Moscow has stepped up a winter campaign against Ukraine's battered energy system while grinding forward on the battlefield, as Kyiv faces US pressure to secure peace after nearly four years of war, amid scant signs the Kremlin wants to stop fighting.
Drone and missile strikes killed four people on Tuesday - three in the southeastern city of Zaporizhzhia and one in the Kyiv region surrounding the capital. Other regions in the east, south and north of Ukraine also came under attack.
The attack was Russia's second this month on the Ukrainian capital. Tens of thousands of emergency workers have been toiling round the clock to restore power and heating, with overnight temperatures dipping to minus 13C.
"In Kyiv alone, as of this evening, more than one million households remain without power," President Volodymyr Zelenskiy said in his nightly video address.
"And a significant number of buildings have no heating, more than 4000 apartment buildings."
The president said he wanted his government to provide an "action and decision plan" on stabilising services by Wednesday.
Deputy Prime Minister Oleksiy Kuleba said 68 repair brigades had been deployed in Kyiv. More than 1400 emergency stations enabled residents to keep warm and charge electronic devices.
The United Nations' atomic watchdog said several substations critical for nuclear safety were affected by the attack, while power lines to some other nuclear plants were impacted. Ukraine gets well over half of its electricity from nuclear power.
The Chernobyl plant lost all off-site power on Tuesday, the International Atomic Energy Agency added. Kyiv later said the plant had been reconnected.
Ukrainian officials had warned in recent days that Moscow would target nuclear-related facilities.
"While Russian officials speak about the 'importance' of power lines, their forces deliberately strike substations, directly endangering nuclear safety," said Foreign Minister Andrii Sybiha.
Grid operator Ukrenergo said Russia's attack, which Ukraine said had included more than 330 drones and nearly three dozen missiles, targeted both power generation and distribution.
Authorities in the northern region of Chernihiv bordering Russia said 87 per cent of the population was without power.
Russia said it had attacked military-industrial, energy and transport targets in support of the army.

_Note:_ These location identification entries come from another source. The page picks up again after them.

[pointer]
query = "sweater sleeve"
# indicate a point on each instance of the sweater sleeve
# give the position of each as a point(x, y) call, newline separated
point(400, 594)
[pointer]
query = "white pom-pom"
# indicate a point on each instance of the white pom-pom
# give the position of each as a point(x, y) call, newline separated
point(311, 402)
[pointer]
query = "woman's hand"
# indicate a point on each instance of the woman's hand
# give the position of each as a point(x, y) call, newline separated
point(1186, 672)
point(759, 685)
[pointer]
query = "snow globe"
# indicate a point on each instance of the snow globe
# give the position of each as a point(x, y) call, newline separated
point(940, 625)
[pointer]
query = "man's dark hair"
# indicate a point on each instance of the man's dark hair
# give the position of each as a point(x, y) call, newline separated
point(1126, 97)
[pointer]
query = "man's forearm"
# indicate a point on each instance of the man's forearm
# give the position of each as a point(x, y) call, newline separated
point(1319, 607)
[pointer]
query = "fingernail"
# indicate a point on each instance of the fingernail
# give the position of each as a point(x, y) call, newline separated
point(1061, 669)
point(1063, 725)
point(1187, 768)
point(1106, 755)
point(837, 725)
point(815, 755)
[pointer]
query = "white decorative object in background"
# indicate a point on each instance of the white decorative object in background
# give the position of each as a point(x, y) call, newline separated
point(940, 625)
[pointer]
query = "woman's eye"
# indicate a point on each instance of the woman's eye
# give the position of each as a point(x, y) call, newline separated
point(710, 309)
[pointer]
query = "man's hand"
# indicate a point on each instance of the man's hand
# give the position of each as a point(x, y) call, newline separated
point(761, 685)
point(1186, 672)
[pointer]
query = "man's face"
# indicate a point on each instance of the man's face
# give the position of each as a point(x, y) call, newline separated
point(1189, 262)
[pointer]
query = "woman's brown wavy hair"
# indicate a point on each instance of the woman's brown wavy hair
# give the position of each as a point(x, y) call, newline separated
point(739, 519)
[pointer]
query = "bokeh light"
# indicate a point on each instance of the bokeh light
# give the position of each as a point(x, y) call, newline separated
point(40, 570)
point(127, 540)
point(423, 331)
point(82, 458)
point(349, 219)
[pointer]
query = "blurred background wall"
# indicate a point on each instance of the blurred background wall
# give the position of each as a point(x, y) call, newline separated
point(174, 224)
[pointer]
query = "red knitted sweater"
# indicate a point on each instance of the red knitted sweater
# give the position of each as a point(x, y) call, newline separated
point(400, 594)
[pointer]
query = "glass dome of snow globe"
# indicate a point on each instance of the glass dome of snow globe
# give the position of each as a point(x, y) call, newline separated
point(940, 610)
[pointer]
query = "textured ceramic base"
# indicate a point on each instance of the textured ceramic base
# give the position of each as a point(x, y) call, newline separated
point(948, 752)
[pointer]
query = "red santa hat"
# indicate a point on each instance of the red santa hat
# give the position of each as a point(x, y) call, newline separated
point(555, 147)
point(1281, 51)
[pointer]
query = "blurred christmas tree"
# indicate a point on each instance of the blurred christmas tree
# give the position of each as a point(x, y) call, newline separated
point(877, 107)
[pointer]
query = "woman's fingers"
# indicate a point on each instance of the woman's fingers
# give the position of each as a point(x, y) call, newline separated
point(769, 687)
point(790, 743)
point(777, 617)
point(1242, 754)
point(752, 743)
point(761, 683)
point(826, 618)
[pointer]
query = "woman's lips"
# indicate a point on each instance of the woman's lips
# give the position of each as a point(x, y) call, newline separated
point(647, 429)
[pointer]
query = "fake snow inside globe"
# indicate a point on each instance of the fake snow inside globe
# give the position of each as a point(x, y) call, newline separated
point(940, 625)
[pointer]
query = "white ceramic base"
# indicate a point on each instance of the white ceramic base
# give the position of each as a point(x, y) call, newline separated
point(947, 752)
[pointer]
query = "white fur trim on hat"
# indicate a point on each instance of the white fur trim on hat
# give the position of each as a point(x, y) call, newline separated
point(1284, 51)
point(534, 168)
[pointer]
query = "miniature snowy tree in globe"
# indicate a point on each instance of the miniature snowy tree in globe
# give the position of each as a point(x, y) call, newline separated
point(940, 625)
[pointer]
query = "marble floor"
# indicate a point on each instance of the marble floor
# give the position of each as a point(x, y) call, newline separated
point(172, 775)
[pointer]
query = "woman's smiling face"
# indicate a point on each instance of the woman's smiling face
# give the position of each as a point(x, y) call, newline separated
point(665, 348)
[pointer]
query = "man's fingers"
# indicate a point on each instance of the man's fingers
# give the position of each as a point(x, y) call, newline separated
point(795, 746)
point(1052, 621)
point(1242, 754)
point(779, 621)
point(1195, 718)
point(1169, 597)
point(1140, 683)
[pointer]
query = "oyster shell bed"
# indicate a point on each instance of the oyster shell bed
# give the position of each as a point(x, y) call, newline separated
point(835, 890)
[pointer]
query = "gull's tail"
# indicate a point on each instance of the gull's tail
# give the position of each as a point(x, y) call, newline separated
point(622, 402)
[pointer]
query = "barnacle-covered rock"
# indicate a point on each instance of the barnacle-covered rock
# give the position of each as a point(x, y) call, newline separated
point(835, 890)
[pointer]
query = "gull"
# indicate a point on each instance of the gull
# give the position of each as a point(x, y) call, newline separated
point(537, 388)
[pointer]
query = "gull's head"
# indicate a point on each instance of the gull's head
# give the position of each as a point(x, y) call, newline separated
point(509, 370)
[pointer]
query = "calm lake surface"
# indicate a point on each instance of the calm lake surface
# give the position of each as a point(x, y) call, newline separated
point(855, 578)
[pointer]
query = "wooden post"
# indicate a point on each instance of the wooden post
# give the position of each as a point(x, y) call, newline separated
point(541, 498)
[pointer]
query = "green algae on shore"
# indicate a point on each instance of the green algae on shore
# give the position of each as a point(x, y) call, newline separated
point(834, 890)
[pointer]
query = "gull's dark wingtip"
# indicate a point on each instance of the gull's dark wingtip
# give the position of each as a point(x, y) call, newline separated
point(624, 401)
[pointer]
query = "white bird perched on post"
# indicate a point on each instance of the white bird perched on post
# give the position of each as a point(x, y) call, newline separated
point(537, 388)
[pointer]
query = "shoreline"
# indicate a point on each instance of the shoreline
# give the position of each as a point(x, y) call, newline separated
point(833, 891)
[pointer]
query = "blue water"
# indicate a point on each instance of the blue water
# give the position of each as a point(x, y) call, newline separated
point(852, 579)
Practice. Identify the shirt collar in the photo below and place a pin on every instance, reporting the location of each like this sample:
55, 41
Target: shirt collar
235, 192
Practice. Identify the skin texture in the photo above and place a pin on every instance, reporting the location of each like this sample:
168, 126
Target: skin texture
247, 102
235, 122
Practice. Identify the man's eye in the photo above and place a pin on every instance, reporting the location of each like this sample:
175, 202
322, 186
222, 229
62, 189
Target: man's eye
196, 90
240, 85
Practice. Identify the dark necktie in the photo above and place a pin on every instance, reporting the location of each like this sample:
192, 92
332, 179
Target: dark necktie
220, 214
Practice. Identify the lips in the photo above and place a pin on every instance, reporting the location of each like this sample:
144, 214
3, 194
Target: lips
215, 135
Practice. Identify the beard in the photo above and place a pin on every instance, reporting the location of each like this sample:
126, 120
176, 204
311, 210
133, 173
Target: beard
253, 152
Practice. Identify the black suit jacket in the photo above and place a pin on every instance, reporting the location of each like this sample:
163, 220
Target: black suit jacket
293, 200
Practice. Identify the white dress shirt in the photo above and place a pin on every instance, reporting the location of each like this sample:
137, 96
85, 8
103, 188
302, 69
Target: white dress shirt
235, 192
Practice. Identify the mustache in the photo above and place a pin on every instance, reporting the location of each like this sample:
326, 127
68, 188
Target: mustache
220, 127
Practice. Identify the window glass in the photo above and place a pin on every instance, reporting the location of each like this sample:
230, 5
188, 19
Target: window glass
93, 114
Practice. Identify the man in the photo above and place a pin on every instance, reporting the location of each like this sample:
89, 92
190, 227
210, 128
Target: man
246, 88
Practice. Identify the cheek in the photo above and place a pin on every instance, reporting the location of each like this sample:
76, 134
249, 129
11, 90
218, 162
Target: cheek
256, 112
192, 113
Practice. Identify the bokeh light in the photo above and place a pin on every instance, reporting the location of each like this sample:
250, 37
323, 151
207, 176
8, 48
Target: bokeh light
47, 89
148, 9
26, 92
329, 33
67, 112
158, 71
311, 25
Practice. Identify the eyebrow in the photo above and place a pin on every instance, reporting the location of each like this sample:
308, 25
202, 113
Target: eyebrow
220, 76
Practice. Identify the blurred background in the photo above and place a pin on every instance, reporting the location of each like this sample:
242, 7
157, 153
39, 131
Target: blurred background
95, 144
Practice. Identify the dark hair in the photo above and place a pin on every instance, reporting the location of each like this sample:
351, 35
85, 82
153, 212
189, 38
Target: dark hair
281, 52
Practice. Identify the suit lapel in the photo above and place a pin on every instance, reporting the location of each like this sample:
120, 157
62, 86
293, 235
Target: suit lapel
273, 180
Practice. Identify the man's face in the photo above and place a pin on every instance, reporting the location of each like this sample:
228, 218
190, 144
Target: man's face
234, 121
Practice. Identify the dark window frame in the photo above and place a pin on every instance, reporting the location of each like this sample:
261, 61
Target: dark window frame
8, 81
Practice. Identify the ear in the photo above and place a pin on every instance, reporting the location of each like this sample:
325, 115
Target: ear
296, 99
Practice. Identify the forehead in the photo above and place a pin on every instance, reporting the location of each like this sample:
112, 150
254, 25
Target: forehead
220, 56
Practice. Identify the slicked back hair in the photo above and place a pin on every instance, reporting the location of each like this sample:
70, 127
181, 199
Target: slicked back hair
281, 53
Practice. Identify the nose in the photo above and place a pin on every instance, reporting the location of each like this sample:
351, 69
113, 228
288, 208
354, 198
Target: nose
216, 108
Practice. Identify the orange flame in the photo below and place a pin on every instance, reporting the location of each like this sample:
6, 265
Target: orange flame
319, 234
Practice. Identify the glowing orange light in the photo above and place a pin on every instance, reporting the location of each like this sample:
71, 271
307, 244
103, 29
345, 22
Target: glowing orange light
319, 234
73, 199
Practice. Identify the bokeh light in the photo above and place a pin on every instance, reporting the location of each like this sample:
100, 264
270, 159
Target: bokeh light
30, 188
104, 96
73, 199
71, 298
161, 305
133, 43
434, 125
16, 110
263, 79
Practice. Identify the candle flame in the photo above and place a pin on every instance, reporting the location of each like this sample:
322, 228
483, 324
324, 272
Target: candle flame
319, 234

Tuesday's strikes followed a new round of peace talks at the weekend between US and Ukrainian officials in a US-backed diplomatic push for which Russia has shown little enthusiasm.
In the Swiss resort of Davos, where the World Economic Forum meetings are taking place, envoys for US President Donald Trump and Russian President Vladimir Putin said their meeting on a possible peace deal to end the war had been "very positive" and "constructive".
Zelenskiy urged the US to pile more pressure on Moscow, saying it had "not yet had the strength" to stop Russia.
"Can America do more? It can, and we really want this, and we believe that the Americans are capable of doing this," he told reporters in a WhatsApp media chat.
Zelenskiy said some of the Russian missiles fired on Tuesday had been produced this year and called for tougher sanctions on Moscow to curb its military production.
He said he was ready to travel to Davos if Washington was ready to sign documents on security guarantees for Ukraine and a post-war prosperity plan.
The power and heating cuts have forced Kyiv residents to bundle up inside their homes and improvise ways to stay warm, such as heating bricks or pitching tents indoors.